Sunday, December 14, 2008

Palenque, Mayan ruins number three

Our first night in Palenque we arranged to meet Sarah for dinner in a local restaurant called Las Tinajas, and spent the late afternoon sorting out money and having a drink on the main plaza (which at dusk was invaded by thousands of squawking birds).

The meal in Las Tinajas was probably the best Mexican meal I've ever tasted, and the salsa sauce was one of the tastiest and hottest I've ever tried too. We all ordered local Mexican stuff, and it was all gorgeous.

Next morning, not too early, we got a minibus from just outside our hostel to the ruins of Palenque, only 8kms away. We paid the cheap entrance fee (the cheapest by far of all the Mayan ruins we've visited), and strolled about the site. Again all extremely impressive, and quite different from both Copan and Tikal. The setting here is fantastic, set in dense jungle, and this time we got great views of the resident howler monkeys. The sound these monkeys make really is incredible - I reckon it sounds exactly like nasty zombies in a horror movie or something, all very eerie and not a little disconcerting, and all extremely loud! (In fact, according to Wikipedia '...they are considered the loudest land animal. According to Guinness Book of World Records, it can be heard clearly for 3 miles.')

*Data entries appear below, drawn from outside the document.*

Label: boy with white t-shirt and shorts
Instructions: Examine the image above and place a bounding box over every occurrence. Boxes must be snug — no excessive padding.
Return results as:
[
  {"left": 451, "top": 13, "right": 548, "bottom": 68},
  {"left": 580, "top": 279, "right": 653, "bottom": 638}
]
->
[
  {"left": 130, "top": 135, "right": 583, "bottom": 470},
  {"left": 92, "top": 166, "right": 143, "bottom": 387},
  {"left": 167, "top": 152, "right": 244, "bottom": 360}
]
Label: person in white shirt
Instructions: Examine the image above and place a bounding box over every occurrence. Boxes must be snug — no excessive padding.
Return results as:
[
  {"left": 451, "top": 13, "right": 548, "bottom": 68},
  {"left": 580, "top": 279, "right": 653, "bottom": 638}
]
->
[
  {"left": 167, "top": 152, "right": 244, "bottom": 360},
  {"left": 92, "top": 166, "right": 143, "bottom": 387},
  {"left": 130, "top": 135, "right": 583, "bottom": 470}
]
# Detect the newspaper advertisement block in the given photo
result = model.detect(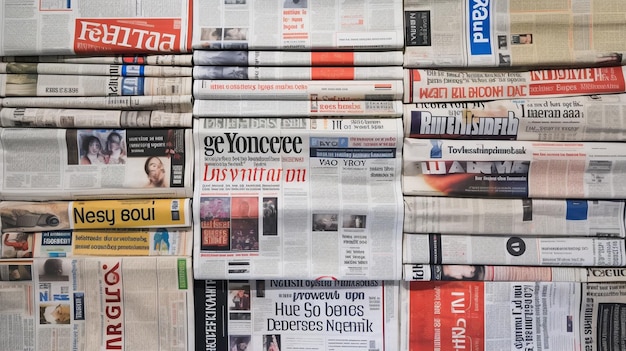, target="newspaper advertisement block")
[0,73,192,97]
[402,234,626,267]
[404,0,626,67]
[193,100,402,118]
[402,138,626,199]
[0,128,193,201]
[403,263,626,282]
[193,50,402,67]
[0,199,191,232]
[193,118,403,279]
[0,108,193,128]
[0,257,194,351]
[401,281,626,351]
[0,0,192,56]
[193,0,403,50]
[0,227,192,259]
[404,196,626,238]
[193,80,402,103]
[194,280,400,351]
[404,94,626,141]
[404,66,626,103]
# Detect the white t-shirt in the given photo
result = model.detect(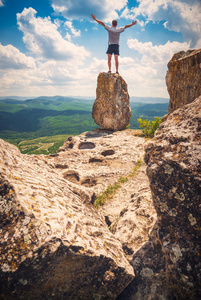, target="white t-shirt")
[105,25,125,45]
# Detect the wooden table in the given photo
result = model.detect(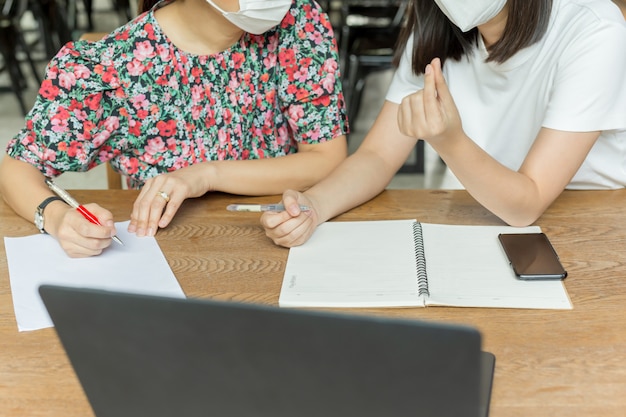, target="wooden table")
[0,190,626,417]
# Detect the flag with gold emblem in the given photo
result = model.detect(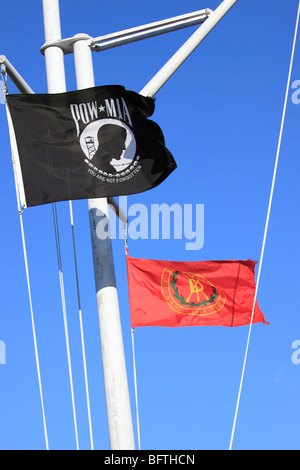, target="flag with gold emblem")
[127,256,267,327]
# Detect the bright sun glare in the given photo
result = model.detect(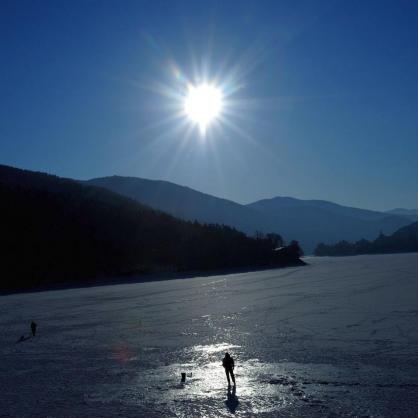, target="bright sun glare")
[184,83,222,133]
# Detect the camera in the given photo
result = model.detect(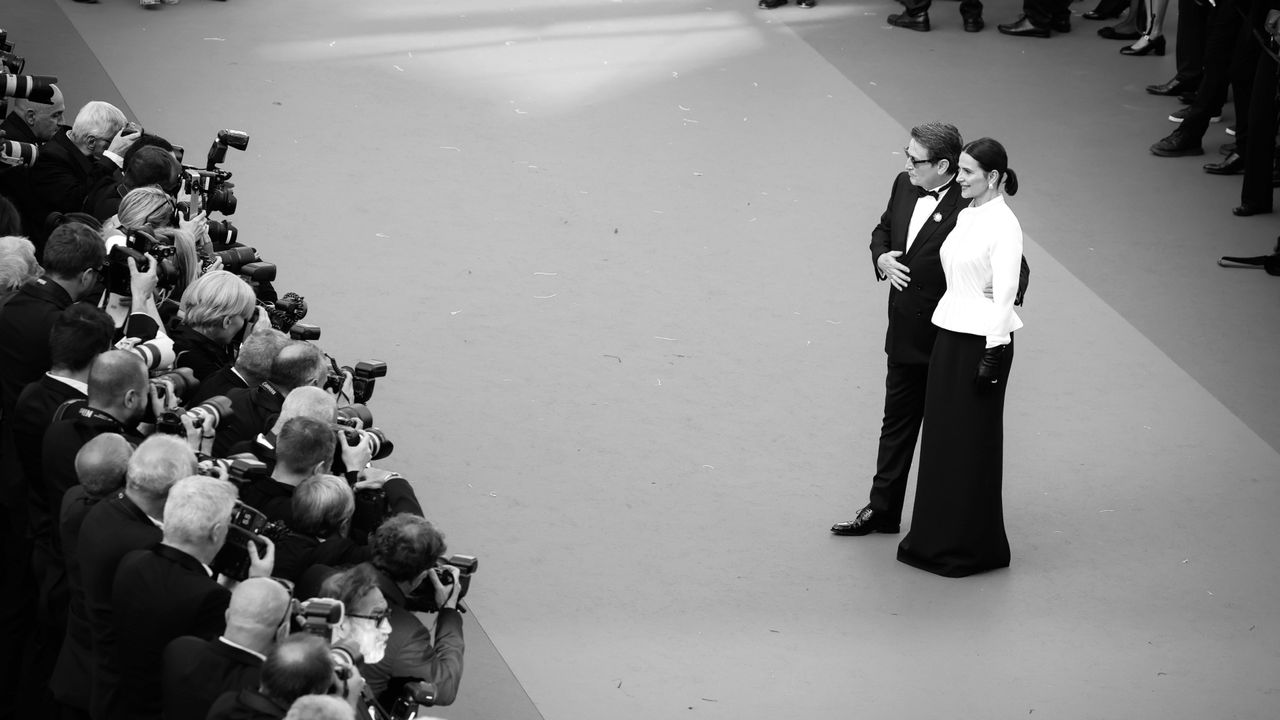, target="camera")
[209,501,289,580]
[156,392,236,436]
[0,137,40,167]
[324,356,387,407]
[106,225,180,296]
[404,555,480,612]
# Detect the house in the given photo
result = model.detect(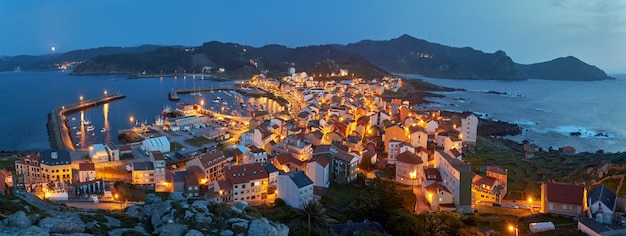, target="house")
[409,125,428,148]
[383,125,409,152]
[424,182,457,211]
[142,136,170,153]
[395,151,424,185]
[261,162,280,189]
[222,163,269,203]
[559,146,576,156]
[459,114,478,145]
[541,182,587,216]
[422,167,442,188]
[15,153,43,185]
[272,134,313,161]
[132,161,156,185]
[332,150,359,184]
[78,162,96,182]
[0,169,13,195]
[185,150,228,185]
[387,140,413,165]
[150,151,169,192]
[305,155,330,188]
[426,120,439,134]
[276,171,313,209]
[587,184,617,224]
[89,143,110,163]
[39,150,74,183]
[184,174,200,197]
[272,153,306,172]
[240,144,267,164]
[434,150,474,213]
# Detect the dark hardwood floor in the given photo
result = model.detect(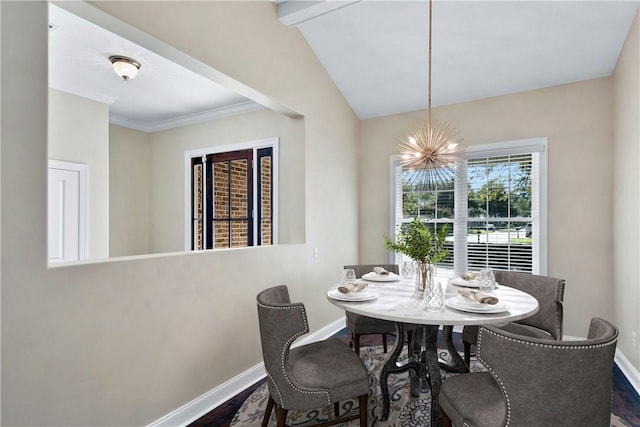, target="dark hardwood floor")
[189,329,640,427]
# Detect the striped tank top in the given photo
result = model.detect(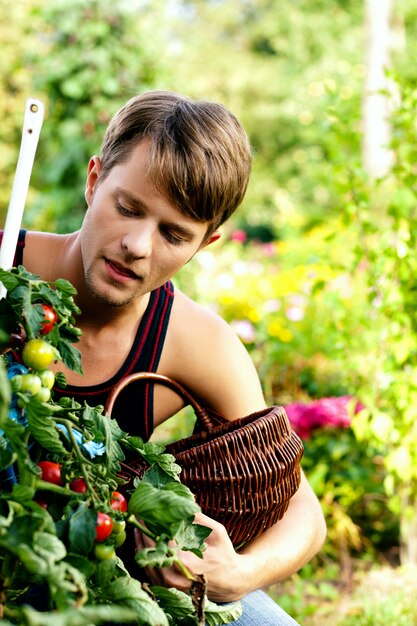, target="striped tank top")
[0,229,174,440]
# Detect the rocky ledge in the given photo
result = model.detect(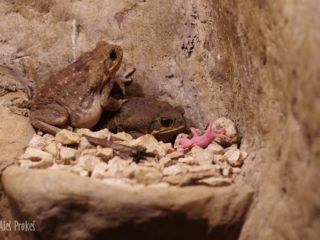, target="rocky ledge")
[2,124,252,239]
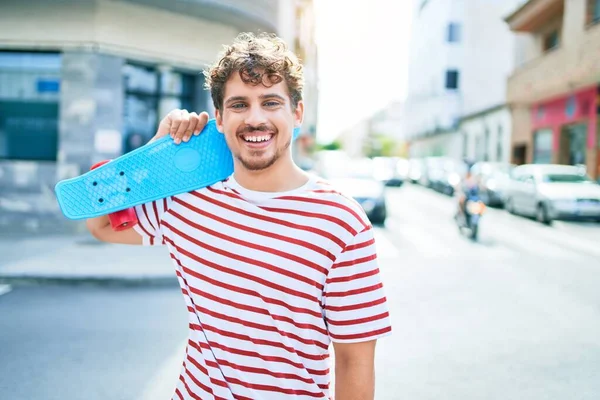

The weather was back to being spectacular again, and luckily this site isn't so large or spread out. So we took long leisurely rest stops atop temples and palaces, and just took our time ambling about (and eating our packed sandwiches from the top of the Temple of the Cross, the highest structure there, looking out over the ruins and the dense jungle all around us). One small criticism I would have about Palenque though is the number of hawkers allowed to push their wares inside the site itself (at the other Mayan sites the hawkers are all kept outside the gates). They were all over the place, all selling the same stuff, and it seemed a bit of a desecration of the ancient sacred site.

Anyway, on our way out of the ruins we visited the museum. Everything here was impressive, some of it extremely so, but the highlight by far for me was the amazingly huge and intricately carved stone sarcophagus of one of the greatest Maya rulers. It was beautifully presented I must say and certainly the single most impressive artifact of all the sites we visited.

Later that night we meet up with Sarah again, and a Turkish guy who was also on our trip from Tikal, and went for dinner in another guidebook recommended restaurant, La Selva. This time though the food was disappointingly mediocre, so of course the books don't always get it right.

That night we booked our last major bus ride up to the town of Puebla, from where we fly up to Tijuana. The bus was at 7pm though, so the next day we had a nice long lie-in and I spent most of the day using the Internet trying to organise our next major leg of this trip to Asia.